Also adding to the confusion were statements by members of the Gulf Breeze Six, which at times seemed to be unclear if not lacking logic. What's more, some of their acquaintances were quoted in the media as saddling them with remarks and beliefs they later denied. Ideologies attributed to the group included a forthcoming Rapture, alien spaceships frequenting Gulf Breeze, a UFO cover-up conducted by the government, a plot to thwart the Antichrist, significant malevolent forces operating covertly within the U.S. government, and similar mindsets arguably being found with increasing frequency among members of the UFO community and related genres. Some of the beliefs were later defended by Vance Davis and his peers, while some were dismissed as rumors. 

Any way we look at it, the six were a pretty paranormal-friendly bunch, or at least claimed to be, and landed in Gulf Breeze about the same time a MUFON convention wrapped up on July 8. The six were apparently in Tennessee a few days earlier, where they bought a van and drove it to Florida, arriving July 9, according to Gulf Breeze police, but I strongly suspect that date was established from statements obtained. If not, it would be reasonable to question how police actually knew when the entourage hit town. At any rate, Hueckstaedt soon crossed paths with local law enforcement when he was pulled over in the van for driving with faulty taillights, and the entire group was eventually detained July 13-14. The six were transferred to the custody of intelligence agencies and taken to Fort Benning, GA, and Fort Knox, KY, for interrogation. 

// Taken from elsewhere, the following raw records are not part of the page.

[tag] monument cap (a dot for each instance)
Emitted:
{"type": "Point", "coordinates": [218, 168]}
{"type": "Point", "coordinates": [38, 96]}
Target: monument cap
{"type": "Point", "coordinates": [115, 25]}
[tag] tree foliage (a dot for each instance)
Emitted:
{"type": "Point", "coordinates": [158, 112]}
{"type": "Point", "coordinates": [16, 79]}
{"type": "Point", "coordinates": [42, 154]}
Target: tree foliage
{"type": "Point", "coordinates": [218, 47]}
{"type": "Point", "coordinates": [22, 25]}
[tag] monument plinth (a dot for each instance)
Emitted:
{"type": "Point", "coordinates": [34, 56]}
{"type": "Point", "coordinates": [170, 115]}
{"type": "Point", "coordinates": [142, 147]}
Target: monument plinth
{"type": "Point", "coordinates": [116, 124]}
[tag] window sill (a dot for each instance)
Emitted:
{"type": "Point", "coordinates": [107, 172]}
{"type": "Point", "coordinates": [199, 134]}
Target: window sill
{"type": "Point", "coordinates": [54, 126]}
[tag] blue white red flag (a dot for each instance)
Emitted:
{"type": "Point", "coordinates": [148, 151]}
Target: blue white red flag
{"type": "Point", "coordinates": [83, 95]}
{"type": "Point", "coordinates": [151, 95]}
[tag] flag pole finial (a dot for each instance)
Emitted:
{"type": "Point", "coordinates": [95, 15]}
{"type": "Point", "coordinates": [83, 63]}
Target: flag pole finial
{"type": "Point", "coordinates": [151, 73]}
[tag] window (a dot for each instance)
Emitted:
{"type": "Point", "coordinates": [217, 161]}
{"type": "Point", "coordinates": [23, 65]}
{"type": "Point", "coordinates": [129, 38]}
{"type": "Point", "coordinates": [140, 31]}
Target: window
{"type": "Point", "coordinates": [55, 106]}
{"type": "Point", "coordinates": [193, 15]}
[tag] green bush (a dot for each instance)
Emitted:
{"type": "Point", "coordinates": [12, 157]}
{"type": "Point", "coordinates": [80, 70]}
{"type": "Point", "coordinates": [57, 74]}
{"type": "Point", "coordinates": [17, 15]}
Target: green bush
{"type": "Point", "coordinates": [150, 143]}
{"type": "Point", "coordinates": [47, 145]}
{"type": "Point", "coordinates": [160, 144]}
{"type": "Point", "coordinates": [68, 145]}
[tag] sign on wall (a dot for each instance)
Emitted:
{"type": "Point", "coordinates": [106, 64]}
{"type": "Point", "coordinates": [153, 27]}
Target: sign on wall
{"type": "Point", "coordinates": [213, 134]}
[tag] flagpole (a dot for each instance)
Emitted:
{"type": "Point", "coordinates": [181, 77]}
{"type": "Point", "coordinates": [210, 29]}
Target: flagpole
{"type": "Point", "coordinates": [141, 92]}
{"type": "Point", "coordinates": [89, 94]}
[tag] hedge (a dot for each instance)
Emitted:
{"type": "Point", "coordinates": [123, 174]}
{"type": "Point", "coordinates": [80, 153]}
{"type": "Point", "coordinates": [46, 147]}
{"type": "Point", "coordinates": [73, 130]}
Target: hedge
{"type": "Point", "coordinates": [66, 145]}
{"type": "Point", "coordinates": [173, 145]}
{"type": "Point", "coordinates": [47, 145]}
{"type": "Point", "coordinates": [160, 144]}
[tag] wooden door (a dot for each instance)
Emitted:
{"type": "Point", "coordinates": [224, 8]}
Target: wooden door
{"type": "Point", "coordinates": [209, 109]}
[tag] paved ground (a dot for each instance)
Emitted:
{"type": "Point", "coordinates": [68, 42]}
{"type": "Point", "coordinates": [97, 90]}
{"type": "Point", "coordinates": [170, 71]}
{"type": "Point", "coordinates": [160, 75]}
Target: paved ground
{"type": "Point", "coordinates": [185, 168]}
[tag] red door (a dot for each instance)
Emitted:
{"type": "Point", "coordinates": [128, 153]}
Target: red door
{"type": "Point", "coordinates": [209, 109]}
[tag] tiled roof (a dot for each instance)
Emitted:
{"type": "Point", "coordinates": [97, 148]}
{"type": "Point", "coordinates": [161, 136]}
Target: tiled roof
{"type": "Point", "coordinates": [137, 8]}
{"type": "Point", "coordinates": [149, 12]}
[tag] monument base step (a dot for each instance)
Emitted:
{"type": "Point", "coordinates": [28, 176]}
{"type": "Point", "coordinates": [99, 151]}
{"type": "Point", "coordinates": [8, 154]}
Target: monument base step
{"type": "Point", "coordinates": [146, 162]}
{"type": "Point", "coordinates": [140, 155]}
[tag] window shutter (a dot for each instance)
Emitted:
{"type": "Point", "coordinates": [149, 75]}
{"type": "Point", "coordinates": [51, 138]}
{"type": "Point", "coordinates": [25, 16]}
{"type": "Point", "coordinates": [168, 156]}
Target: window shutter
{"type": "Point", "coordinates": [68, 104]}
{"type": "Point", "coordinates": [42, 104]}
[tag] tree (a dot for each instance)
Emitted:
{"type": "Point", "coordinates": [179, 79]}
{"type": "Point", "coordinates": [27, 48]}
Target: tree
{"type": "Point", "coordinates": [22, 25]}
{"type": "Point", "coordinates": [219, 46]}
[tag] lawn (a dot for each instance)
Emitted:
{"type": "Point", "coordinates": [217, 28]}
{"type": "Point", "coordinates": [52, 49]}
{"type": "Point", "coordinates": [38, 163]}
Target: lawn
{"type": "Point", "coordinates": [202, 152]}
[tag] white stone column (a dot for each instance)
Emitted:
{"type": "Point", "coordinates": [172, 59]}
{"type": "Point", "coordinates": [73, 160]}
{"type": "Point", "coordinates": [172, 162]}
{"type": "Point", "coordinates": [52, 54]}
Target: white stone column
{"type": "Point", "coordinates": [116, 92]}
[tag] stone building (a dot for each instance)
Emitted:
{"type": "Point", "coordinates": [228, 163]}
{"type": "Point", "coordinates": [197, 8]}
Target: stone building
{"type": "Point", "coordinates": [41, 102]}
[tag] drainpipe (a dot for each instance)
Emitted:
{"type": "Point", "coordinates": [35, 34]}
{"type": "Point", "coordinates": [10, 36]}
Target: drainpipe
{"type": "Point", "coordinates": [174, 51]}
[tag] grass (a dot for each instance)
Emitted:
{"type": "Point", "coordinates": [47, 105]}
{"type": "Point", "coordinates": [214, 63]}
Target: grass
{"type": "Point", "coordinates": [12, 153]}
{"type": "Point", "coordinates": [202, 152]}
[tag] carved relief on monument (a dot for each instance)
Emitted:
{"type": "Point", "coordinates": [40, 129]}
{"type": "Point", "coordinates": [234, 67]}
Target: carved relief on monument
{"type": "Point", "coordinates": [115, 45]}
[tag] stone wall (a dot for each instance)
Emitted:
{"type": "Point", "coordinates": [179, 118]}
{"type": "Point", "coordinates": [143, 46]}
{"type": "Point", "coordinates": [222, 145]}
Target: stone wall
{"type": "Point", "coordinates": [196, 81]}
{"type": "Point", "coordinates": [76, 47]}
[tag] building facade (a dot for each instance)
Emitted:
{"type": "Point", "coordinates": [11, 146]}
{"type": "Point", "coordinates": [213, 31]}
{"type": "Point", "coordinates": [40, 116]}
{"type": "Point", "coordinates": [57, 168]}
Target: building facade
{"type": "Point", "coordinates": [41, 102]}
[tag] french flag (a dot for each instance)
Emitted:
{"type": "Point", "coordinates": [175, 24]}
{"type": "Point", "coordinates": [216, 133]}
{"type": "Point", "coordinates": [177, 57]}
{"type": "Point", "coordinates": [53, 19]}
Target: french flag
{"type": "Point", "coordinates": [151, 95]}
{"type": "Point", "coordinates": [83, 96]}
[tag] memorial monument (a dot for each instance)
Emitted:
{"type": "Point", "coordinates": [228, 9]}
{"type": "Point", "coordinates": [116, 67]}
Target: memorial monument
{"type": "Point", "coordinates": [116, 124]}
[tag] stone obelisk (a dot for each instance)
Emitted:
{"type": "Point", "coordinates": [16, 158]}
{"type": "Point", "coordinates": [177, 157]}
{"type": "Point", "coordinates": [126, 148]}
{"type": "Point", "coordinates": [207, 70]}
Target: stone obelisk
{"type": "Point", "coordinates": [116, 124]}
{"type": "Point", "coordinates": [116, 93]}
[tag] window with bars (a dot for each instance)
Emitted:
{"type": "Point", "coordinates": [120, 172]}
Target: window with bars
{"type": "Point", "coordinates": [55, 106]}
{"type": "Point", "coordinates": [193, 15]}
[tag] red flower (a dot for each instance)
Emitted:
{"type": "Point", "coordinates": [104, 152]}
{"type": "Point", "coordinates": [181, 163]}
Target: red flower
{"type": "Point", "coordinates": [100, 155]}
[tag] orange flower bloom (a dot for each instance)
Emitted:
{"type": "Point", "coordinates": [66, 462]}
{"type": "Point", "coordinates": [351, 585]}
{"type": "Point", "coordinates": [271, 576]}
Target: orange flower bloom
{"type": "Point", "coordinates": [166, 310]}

They were soon issued general discharges and released with minimal consequences. Three of the six, Beason, Eccleston, and Hueckstaedt, returned to Gulf Breeze, remarkably arriving back in town within three weeks of first having been taken into custody. Beason said he returned to the area because of friendships he developed, according to an August 4, 1990, newspaper article titled, Three discharged soldiers return to Gulf Breeze, friends


Article explaining Beason, Eccleston, and Hueckstaedt returned to Gulf Breeze following their discharges,
found on page 67 of pdf file provided by James Carrion


Drilling Down

The above summary leaves many of us with more questions than answers. A sticking point, for instance, has long been understanding how the six navigated international airports without being detained. A partial explanation might include information contained in a July 19, 1990, New York Times article (see p 98 of the pdf file):

The Pentagon said that two of the soldiers went on authorized leave from their unit, the 701st Military Intelligence Brigade at Augsburg, West Germany, about two weeks ago, and never returned. At the same time, two other soldiers from the unit vanished, and officials suspected that two more who were on leave would not return.
Military authorities issued a worldwide alert for the six soldiers on July 9.
July, 1990
That might account for how they managed to get stateside, combined with circumstances reported in an article from the Northwest Florida Daily News (p 64 of the pdf), which suggested the group used forged leave papers. Before the worldwide alert was issued Monday the 9th, Beason and Hueckstaedt could feasibly have made it to Tennessee by Friday, July 6, as reported was the case by the Pensacola News Journal (p 91 of pdf). The two reportedly planned to soon meet the other four (p 69 of pdf, Marin Independent Journal, U.S. soldiers go AWOL to find 'Jesus in a spaceship'). Some, however, including Davis (as cited by Coppens), would later speculate intelligence officials knew of the group's plan all along and were monitoring the journey.  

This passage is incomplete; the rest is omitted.